There’s a useful umbrella for most of the above: The most consequential act of state ownership in the twentieth-century western world was not the nationalization of airlines or the nationalization of railways or the nationalization of health care, but the nationalization of the family. I owe that phrase to
Professor R Vaidyanathan at the Indian Institute of Management in Bangalore. He’s a bit of a chippy post-imperialist, and he’s nobody’s idea of a right-winger, but he’s absolutely right about this. It’s the defining fact about the decline of the west: Once upon a time, in Canada, Britain, Europe, and beyond, ambitious leftists nationalized industries—steel, coal, planes, cars, banks—but it was such a self-evident disaster that it’s been more or less abandoned, at least by those who wish to remain electorally viable. On the other hand, the nationalization of the family proceeds apace, and America is as well advanced on that path as anywhere else. “The west has nationalized families over the last 60 years,” writes Vaidyanathan. “Old age, ill health, single motherhood—everything is the responsibility of the state.”
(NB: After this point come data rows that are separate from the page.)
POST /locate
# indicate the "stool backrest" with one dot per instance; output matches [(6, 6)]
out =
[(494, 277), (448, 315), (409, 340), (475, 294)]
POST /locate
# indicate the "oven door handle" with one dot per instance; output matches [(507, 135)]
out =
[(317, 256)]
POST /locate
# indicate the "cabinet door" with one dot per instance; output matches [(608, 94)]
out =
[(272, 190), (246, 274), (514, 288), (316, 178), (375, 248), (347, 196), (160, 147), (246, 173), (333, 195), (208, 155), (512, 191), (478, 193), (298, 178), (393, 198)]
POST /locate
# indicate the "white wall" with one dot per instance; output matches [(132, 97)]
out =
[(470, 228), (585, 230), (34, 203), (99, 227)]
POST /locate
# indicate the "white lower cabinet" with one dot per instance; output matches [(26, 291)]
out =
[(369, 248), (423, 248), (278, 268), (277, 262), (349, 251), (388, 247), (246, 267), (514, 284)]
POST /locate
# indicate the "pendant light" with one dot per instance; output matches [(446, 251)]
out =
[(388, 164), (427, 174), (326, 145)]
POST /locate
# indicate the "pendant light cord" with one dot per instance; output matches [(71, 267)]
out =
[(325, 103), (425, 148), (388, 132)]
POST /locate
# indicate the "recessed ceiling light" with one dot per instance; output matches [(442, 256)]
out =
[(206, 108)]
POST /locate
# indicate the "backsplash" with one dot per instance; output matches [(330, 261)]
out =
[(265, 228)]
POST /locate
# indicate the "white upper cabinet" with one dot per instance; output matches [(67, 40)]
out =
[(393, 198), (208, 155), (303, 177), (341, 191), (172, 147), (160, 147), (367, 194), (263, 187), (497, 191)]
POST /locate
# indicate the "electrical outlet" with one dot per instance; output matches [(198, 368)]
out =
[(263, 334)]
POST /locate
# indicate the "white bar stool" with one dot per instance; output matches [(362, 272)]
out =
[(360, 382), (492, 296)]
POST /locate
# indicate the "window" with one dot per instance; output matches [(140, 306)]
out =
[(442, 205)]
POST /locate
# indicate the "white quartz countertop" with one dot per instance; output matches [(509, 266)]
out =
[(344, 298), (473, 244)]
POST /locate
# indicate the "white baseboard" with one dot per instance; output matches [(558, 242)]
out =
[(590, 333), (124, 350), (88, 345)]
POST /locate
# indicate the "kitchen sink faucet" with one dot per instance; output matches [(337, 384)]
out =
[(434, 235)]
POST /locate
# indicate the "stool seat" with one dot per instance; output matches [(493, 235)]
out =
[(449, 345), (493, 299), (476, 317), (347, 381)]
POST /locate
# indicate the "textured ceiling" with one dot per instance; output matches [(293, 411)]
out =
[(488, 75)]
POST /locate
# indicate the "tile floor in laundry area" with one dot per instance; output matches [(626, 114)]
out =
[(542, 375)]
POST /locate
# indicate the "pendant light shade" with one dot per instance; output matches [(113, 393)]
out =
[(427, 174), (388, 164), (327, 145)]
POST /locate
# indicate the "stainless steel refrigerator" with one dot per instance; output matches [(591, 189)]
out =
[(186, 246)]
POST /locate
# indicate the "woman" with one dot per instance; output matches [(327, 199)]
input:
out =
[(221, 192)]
When I was a kid and watched sci-fi movies set in a futuristic dystopia where individuals are mere chattels of an unseen all-powerful government and enduring human relationships are banned and the progeny of transient sexual encounters are the property of the state, I always found the caper less interesting than the unseen backstory: How did they get there from here? From free western societies to a bunch of glassy-eyed drones wandering around in identikit variety-show catsuits in a land where technology has advanced but liberty has retreated: how’d that happen?
I’d say “the nationalization of the family” is how it happens.
That’s
how you get there from here.
But I see I’ve worked my way back to all that apocalyptic gloom I came in with at that long-ago publisher’s lunch. So you’ll be relieved to hear there’s some lighter stuff along the way—Viagra, potpourri, Marilyn Monroe, Soviet national anthem rewrites. . . .
Finally, a note on what Daffy Duck, in a livelier context, called “pronoun trouble”: I wound up living in New Hampshire through the classic disastrous real estate transaction. I walked into the realtor intending to buy a little ski place I could use for a couple of winter weekends and a week at Christmas, and walked out with a two-hundred-year-old farmhouse needing two hundred years of work on it. In those days, I wrote mainly on music and film and other showbizzy subjects, and gradually my editors in London and elsewhere
became aware that I was doing all this showbizzy stuff from some obscure corner of America. And so they started to ask me to write on this or that political story. Most foreign correspondents in America are based in New York, Washington, or Los Angeles, so I like to think I came at the subject from a different angle (again, see this book’s postscript for more on my whereabouts).
But, as I said, it can lead to Daffy-style pronoun trouble. Writing for publications in Britain, Canada, Australia, and elsewhere, I used to be very careful about my pronouns. Then I discovered that for the previous six months some malicious Fleet Street sub-editor at
The Daily Telegraph
, in my more contemptuously hectoring surveys of the London scene, had been taking out every dismissive “you snotty Brits” and replacing it with “we.” A while later, I got a barrage of emails from Canadians sneering at me as a wannabe American along with even more emails from aggrieved Americans huffing at my impertinence at claiming to speak on behalf of their country. It turned out some jackanapes of a whippersnapper at
The New York Sun
had been removing all my “you crazy Yanks” and replacing it with “we.” The same thing happened to my compatriot Michael Ignatieff, who returned to Canada from a lucrative gig at Harvard intending to become Prime Minister only to find that his opponents dredged up every
New York Times
column of his in which he’d used the word “we” as shorthand for “we Americans.” Mr. Ignatieff led the Canadian Liberal Party to their worst defeat in history and is now back at Harvard.